RAID, not such a clever idea for a home pc

Poweroid are specialists in the manufacture of Quiet PCs, Video Editing Workstations and Dual Processor machines

RAID - Not such a clever idea for your home PC

This article examines the reasons why RAID may not be a good idea for the home PC. It explorers the main issues users have with RAID and looks at some of the solutions.

History

RAID of all types used to be confined to the realms of enterprise servers, mission critical IT equipment and very specialised applications. They were exclusively SCSI based solutions and while RAID arrays could be created via software that was a skimping on price that no serious business considered. Hardware SCSI RAID solutions with copious quantities of cache (for a RAID card) were the norm. Outside of the larger enterprises’ SAN and NAS mass storage setups smaller businesses relied on RAID more for redundancy (RAID 1/mirroring) than speed (RAID 0/Striping).
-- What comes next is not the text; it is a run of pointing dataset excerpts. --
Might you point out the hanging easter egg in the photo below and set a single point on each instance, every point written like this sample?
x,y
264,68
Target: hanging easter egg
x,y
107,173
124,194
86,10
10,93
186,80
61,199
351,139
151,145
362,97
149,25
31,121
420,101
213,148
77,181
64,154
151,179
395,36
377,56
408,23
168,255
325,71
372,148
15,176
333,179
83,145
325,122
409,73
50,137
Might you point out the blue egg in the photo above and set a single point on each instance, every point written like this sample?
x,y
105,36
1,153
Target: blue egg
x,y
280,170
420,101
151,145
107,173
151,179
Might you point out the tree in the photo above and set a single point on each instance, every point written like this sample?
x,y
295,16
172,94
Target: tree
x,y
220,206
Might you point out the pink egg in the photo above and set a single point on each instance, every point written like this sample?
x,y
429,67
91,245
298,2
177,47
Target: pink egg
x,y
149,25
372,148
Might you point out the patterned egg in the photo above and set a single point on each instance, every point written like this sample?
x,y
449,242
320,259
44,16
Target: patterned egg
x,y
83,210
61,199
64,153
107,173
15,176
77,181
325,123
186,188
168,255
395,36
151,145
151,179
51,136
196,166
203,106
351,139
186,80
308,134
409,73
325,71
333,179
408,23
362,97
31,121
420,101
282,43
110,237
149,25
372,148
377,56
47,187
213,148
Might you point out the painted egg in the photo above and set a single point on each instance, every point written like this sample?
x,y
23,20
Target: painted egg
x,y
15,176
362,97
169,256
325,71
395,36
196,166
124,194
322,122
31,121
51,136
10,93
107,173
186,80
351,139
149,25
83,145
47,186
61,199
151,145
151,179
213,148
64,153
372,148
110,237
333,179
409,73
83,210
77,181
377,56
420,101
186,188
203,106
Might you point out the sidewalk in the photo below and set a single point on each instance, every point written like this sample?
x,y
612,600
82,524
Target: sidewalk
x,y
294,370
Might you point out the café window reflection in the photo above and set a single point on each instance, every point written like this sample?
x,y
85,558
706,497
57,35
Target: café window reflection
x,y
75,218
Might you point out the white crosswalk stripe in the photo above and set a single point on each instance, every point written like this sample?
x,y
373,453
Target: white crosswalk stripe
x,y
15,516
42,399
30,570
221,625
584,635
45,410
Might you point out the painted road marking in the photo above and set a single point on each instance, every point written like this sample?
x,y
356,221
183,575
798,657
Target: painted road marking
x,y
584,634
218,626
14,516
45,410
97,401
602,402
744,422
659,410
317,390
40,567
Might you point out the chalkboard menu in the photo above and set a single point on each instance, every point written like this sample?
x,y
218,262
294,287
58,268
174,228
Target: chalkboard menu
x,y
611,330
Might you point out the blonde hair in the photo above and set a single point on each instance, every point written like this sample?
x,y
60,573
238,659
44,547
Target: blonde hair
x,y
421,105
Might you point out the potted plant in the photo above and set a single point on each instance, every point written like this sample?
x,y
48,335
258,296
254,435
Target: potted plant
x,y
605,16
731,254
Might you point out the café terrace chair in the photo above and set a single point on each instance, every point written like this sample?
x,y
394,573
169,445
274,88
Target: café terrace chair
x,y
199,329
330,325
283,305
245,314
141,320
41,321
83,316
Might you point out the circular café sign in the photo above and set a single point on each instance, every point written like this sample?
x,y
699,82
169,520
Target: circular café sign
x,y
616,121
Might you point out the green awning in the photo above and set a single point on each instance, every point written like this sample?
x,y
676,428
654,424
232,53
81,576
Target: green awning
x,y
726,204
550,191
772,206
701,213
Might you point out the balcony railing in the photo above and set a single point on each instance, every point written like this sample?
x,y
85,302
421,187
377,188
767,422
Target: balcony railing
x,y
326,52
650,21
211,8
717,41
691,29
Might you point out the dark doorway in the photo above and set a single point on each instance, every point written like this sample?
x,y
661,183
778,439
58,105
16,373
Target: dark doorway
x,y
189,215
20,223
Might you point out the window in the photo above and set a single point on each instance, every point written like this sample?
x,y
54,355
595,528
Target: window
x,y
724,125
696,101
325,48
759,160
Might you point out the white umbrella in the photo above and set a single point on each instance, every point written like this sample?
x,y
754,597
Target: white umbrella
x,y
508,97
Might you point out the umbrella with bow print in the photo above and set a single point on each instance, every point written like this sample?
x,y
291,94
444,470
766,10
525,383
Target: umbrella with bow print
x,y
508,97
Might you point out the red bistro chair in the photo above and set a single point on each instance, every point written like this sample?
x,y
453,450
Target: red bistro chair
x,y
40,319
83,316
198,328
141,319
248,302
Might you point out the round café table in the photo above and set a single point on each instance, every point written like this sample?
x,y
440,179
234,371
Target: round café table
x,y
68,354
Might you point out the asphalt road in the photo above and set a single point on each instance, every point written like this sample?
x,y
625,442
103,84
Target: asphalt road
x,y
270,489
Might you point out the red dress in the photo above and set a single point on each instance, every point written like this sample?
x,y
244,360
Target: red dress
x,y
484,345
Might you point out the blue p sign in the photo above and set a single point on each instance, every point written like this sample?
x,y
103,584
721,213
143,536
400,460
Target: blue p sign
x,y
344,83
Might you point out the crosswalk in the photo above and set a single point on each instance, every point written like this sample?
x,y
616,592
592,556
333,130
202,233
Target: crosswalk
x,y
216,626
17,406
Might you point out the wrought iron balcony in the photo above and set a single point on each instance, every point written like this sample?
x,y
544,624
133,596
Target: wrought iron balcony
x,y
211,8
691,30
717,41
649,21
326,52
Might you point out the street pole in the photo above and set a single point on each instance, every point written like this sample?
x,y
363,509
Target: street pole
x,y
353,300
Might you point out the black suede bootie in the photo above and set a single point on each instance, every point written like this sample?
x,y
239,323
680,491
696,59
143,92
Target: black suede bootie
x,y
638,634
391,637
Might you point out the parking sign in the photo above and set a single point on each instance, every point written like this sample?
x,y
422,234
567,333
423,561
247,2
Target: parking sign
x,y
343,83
Then RAID reached IDE and, later, SATA. Manufacturers of motherboards started incorporating “soft” RAID chips into motherboards targeted at the SOHO market bringing RAID 0, RAID 1 - and quite commonly combinations of the two - to the masses. Newer versions of Microsoft Windows - like XP Pro - even supported completely software controlled RAID (under certain conditions) without an onboard/PCI Highpoint or Promise type controller chip. Manufacturers of high-end PCs, like Poweroid in the UK, first started offering RAID in SOHO systems a few years ago. Other system integrators and VARs jumped onto the RAID bandwagon to differentiate their performance products from their run of the mill beige boxes.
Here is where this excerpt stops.